After this digression we may return to the second use which New Comedy made of monologues, viz., as exit speeches. Since there was no drop curtain in the Greek theater, all characters had to go off as well as come on; no tableau effects to terminate a scene were possible. Moreover, in order to avoid the simultaneous exit of all the persons in a scene, it often seemed best to detain one of them beyond the rest and allow him to fill a brief interval with a soliloquy. As already mentioned this technique occurs so frequently in Plautus and Terence that an attempt has been made to utilize it as a criterion for a division of the Roman comedies into acts. Such an exit soliloquy has already been noted in Euripides’ Alcestis, vss. 837 ff. ([p. 306], above).

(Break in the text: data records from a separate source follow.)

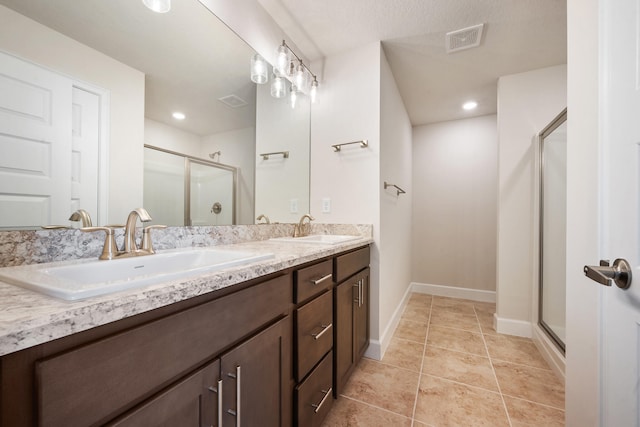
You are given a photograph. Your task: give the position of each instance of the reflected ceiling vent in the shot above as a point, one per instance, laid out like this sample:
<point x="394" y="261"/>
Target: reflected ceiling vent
<point x="233" y="101"/>
<point x="464" y="39"/>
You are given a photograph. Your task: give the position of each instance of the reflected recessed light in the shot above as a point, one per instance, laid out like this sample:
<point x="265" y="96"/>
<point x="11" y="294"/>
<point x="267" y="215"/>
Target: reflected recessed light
<point x="470" y="105"/>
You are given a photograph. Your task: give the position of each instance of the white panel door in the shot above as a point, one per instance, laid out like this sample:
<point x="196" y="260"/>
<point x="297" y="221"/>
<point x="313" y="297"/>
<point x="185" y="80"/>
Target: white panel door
<point x="35" y="145"/>
<point x="620" y="237"/>
<point x="85" y="151"/>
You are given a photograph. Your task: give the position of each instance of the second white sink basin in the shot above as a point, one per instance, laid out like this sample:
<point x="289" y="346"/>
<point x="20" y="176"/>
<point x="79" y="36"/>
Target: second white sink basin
<point x="322" y="239"/>
<point x="93" y="277"/>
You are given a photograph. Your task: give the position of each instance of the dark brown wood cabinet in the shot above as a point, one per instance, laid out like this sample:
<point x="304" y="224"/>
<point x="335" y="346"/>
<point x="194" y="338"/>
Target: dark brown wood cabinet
<point x="351" y="314"/>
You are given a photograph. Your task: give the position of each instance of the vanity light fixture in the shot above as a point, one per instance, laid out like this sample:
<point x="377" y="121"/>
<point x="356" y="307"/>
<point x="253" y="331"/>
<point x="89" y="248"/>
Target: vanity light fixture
<point x="159" y="6"/>
<point x="259" y="69"/>
<point x="470" y="105"/>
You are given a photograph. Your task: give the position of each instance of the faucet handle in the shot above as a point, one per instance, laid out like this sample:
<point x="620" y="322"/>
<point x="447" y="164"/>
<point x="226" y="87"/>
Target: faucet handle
<point x="109" y="249"/>
<point x="147" y="244"/>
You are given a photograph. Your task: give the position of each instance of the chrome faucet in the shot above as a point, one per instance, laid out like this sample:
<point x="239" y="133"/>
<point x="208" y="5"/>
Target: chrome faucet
<point x="301" y="229"/>
<point x="81" y="215"/>
<point x="130" y="245"/>
<point x="261" y="217"/>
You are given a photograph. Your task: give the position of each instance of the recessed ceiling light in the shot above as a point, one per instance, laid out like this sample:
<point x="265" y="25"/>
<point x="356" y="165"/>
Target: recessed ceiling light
<point x="470" y="105"/>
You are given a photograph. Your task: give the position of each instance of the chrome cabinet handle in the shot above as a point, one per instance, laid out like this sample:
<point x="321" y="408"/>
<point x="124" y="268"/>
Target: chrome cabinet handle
<point x="219" y="392"/>
<point x="317" y="406"/>
<point x="322" y="279"/>
<point x="321" y="333"/>
<point x="237" y="412"/>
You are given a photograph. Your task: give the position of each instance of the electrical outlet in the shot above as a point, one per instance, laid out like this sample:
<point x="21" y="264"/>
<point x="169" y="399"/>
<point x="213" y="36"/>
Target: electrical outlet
<point x="326" y="205"/>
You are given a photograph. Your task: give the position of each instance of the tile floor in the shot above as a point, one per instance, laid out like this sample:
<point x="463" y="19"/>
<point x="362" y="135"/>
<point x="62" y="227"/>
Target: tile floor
<point x="446" y="366"/>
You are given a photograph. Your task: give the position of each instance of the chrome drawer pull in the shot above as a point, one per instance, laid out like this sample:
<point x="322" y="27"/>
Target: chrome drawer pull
<point x="317" y="407"/>
<point x="322" y="279"/>
<point x="325" y="329"/>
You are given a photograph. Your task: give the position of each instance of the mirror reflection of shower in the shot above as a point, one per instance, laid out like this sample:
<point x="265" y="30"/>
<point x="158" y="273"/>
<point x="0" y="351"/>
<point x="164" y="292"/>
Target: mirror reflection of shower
<point x="184" y="190"/>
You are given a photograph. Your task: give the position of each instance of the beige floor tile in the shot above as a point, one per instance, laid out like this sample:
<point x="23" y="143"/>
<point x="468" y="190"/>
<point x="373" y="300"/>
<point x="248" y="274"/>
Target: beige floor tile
<point x="523" y="413"/>
<point x="384" y="386"/>
<point x="534" y="384"/>
<point x="417" y="313"/>
<point x="461" y="367"/>
<point x="350" y="413"/>
<point x="442" y="317"/>
<point x="455" y="305"/>
<point x="444" y="403"/>
<point x="411" y="330"/>
<point x="456" y="339"/>
<point x="516" y="350"/>
<point x="404" y="354"/>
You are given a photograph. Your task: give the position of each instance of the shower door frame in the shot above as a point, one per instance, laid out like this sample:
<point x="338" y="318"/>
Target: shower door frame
<point x="555" y="123"/>
<point x="187" y="180"/>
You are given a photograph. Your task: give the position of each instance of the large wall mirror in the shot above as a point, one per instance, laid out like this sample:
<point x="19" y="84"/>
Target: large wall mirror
<point x="109" y="75"/>
<point x="553" y="230"/>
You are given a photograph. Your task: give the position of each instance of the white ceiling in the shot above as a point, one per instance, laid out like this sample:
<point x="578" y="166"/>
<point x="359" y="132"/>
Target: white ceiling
<point x="519" y="35"/>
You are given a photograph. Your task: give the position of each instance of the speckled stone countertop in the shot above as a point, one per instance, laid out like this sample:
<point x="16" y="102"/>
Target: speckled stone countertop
<point x="29" y="318"/>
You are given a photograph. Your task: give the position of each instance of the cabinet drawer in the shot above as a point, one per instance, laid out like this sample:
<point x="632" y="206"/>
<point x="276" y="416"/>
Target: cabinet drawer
<point x="314" y="396"/>
<point x="94" y="383"/>
<point x="314" y="333"/>
<point x="313" y="280"/>
<point x="350" y="263"/>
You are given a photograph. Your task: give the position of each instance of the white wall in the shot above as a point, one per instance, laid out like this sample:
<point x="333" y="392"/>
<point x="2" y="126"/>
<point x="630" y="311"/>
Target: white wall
<point x="395" y="210"/>
<point x="279" y="180"/>
<point x="454" y="203"/>
<point x="125" y="85"/>
<point x="349" y="110"/>
<point x="583" y="328"/>
<point x="527" y="102"/>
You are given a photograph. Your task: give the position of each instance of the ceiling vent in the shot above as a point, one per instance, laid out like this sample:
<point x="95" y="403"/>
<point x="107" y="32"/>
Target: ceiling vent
<point x="464" y="39"/>
<point x="233" y="101"/>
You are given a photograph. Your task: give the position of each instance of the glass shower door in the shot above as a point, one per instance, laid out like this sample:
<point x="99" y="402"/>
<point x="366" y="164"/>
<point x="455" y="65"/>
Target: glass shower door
<point x="212" y="195"/>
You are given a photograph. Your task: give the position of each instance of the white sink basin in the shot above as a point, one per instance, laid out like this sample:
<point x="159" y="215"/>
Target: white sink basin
<point x="321" y="239"/>
<point x="89" y="278"/>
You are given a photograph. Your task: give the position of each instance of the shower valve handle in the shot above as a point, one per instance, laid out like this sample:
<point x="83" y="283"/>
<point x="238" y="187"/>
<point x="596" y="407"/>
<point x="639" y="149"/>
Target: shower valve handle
<point x="619" y="272"/>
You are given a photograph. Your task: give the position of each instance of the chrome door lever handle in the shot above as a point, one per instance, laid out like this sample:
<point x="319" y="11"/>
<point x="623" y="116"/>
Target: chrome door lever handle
<point x="619" y="272"/>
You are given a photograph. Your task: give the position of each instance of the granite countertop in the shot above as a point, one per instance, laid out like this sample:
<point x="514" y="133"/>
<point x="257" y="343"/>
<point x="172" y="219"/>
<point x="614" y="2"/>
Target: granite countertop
<point x="29" y="318"/>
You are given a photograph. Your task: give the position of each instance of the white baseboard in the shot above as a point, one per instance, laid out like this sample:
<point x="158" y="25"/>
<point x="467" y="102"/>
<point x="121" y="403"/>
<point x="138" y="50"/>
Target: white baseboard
<point x="549" y="352"/>
<point x="377" y="348"/>
<point x="454" y="292"/>
<point x="519" y="328"/>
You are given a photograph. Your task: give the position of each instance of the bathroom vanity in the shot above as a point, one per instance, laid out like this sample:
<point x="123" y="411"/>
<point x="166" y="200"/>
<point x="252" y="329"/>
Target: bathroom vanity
<point x="271" y="346"/>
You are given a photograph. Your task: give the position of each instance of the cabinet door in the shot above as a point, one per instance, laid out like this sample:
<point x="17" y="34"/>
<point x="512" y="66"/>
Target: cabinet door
<point x="191" y="402"/>
<point x="343" y="346"/>
<point x="257" y="379"/>
<point x="361" y="315"/>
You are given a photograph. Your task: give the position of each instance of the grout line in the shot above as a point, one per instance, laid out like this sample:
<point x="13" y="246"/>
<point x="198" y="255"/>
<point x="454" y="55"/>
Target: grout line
<point x="424" y="349"/>
<point x="504" y="403"/>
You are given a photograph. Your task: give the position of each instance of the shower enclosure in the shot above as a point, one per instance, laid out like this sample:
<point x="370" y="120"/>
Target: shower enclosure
<point x="552" y="252"/>
<point x="183" y="190"/>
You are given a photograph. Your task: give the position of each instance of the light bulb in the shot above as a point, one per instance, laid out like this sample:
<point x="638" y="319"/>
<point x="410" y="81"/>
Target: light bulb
<point x="282" y="59"/>
<point x="259" y="67"/>
<point x="294" y="96"/>
<point x="278" y="87"/>
<point x="159" y="6"/>
<point x="313" y="92"/>
<point x="299" y="76"/>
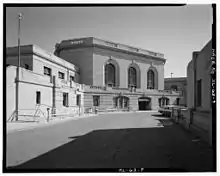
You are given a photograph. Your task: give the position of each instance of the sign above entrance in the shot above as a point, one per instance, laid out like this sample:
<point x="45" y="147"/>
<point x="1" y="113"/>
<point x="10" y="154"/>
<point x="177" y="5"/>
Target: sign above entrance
<point x="77" y="42"/>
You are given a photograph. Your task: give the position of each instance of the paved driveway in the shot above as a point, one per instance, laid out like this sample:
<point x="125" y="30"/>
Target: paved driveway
<point x="129" y="140"/>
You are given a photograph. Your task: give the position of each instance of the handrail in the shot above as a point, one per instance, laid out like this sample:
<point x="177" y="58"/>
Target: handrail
<point x="11" y="117"/>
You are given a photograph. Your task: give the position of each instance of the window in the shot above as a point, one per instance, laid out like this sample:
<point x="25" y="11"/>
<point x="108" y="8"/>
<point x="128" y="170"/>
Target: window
<point x="150" y="79"/>
<point x="72" y="78"/>
<point x="78" y="101"/>
<point x="37" y="97"/>
<point x="96" y="100"/>
<point x="26" y="66"/>
<point x="199" y="92"/>
<point x="61" y="75"/>
<point x="65" y="99"/>
<point x="132" y="75"/>
<point x="163" y="101"/>
<point x="47" y="71"/>
<point x="174" y="87"/>
<point x="110" y="75"/>
<point x="178" y="101"/>
<point x="121" y="102"/>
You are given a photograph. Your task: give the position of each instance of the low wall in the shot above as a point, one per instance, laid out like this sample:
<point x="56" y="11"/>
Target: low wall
<point x="201" y="119"/>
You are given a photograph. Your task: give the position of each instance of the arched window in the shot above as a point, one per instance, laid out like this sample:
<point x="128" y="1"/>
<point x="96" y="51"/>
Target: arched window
<point x="132" y="77"/>
<point x="110" y="75"/>
<point x="150" y="79"/>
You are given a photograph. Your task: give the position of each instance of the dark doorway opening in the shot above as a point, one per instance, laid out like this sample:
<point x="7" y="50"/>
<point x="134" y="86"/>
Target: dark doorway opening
<point x="144" y="103"/>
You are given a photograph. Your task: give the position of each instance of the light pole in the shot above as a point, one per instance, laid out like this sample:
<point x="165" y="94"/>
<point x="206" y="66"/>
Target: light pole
<point x="17" y="75"/>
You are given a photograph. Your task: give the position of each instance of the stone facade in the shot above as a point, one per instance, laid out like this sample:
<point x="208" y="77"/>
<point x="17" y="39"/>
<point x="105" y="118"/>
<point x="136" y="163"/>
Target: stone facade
<point x="178" y="84"/>
<point x="73" y="80"/>
<point x="199" y="90"/>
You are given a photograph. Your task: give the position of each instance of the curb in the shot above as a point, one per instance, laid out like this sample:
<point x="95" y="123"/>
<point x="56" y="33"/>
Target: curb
<point x="45" y="124"/>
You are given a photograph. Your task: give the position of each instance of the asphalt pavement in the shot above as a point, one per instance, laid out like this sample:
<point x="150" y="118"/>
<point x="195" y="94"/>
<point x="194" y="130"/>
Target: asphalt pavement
<point x="129" y="140"/>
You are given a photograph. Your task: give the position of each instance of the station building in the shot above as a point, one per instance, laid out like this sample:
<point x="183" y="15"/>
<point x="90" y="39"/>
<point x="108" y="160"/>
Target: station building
<point x="86" y="73"/>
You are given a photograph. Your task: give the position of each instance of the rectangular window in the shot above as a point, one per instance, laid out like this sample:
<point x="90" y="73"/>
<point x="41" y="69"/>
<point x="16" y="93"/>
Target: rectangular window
<point x="61" y="75"/>
<point x="72" y="78"/>
<point x="96" y="100"/>
<point x="199" y="92"/>
<point x="78" y="101"/>
<point x="37" y="97"/>
<point x="65" y="99"/>
<point x="26" y="66"/>
<point x="47" y="71"/>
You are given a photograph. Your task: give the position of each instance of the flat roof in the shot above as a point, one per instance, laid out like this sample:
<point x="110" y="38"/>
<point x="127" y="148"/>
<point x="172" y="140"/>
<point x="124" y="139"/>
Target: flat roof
<point x="36" y="50"/>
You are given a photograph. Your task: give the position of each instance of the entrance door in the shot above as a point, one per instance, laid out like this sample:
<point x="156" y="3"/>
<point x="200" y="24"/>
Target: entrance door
<point x="144" y="103"/>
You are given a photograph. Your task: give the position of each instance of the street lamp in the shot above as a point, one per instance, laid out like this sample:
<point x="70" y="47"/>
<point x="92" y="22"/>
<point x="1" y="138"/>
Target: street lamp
<point x="171" y="74"/>
<point x="17" y="75"/>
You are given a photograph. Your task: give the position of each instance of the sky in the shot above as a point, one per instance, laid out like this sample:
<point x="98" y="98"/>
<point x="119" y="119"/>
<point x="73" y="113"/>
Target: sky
<point x="174" y="31"/>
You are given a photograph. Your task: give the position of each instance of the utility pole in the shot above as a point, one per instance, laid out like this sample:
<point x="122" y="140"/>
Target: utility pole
<point x="171" y="74"/>
<point x="18" y="65"/>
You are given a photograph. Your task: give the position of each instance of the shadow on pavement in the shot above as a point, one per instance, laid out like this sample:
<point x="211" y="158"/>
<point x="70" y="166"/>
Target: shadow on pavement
<point x="168" y="147"/>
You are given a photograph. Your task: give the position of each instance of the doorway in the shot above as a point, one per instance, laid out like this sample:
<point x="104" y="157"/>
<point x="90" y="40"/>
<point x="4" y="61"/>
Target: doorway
<point x="144" y="103"/>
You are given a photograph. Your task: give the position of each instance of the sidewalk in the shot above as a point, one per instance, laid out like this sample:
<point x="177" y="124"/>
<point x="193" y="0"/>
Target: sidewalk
<point x="25" y="125"/>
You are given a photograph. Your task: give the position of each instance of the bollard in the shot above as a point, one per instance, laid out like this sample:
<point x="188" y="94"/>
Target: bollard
<point x="48" y="109"/>
<point x="96" y="110"/>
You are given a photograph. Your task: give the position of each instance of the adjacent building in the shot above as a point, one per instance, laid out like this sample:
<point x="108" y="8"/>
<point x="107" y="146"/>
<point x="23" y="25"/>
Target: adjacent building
<point x="177" y="84"/>
<point x="199" y="90"/>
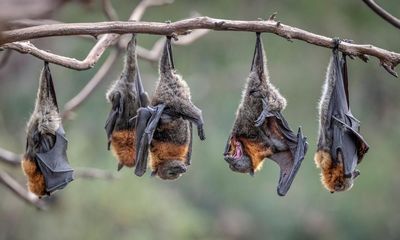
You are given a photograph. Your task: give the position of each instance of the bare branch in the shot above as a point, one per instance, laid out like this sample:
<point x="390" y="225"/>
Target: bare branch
<point x="4" y="58"/>
<point x="154" y="54"/>
<point x="383" y="13"/>
<point x="9" y="157"/>
<point x="28" y="48"/>
<point x="23" y="23"/>
<point x="76" y="101"/>
<point x="109" y="10"/>
<point x="95" y="53"/>
<point x="144" y="4"/>
<point x="20" y="191"/>
<point x="390" y="59"/>
<point x="93" y="173"/>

In the third place, unless a new character is to enter the stage at the very instant that an old one leaves it, the actor who engages in successive dialogue with each of them must cause a slight pause by soliloquizing. Such a soliloquy is technically known as a “link.” One is found in the monologue which Strepsiades utters between the withdrawal of his son and the entrance of Socrates’ pupil (Aristophanes’ Clouds, vss. 126 ff.). Links are often extremely short, sometimes being no more than a cough or hem; they are frequently employed to cover the condensation of time, especially when they occur between the exit and re-entrance of the same character. Furthermore, they occur in playwrights who reject other forms of soliloquy, no less than five instances appearing in Ibsen’s Pillars of Society alone.

So long as the chorus retained its vigor, dramatists found it easier, except in the prologue or during occasional withdrawals of the chorus in the course of the action, to fill gaps by remarks addressed to the coryphaeus than by entrance soliloquies, exit soliloquies, or links. Yet they do occur in choral drama, and I have cited one instance illustrative of each type from fifth-century plays. In comedies of subsequent date, in which the chorus was greatly curtailed or nonexistent, they may be found by the score.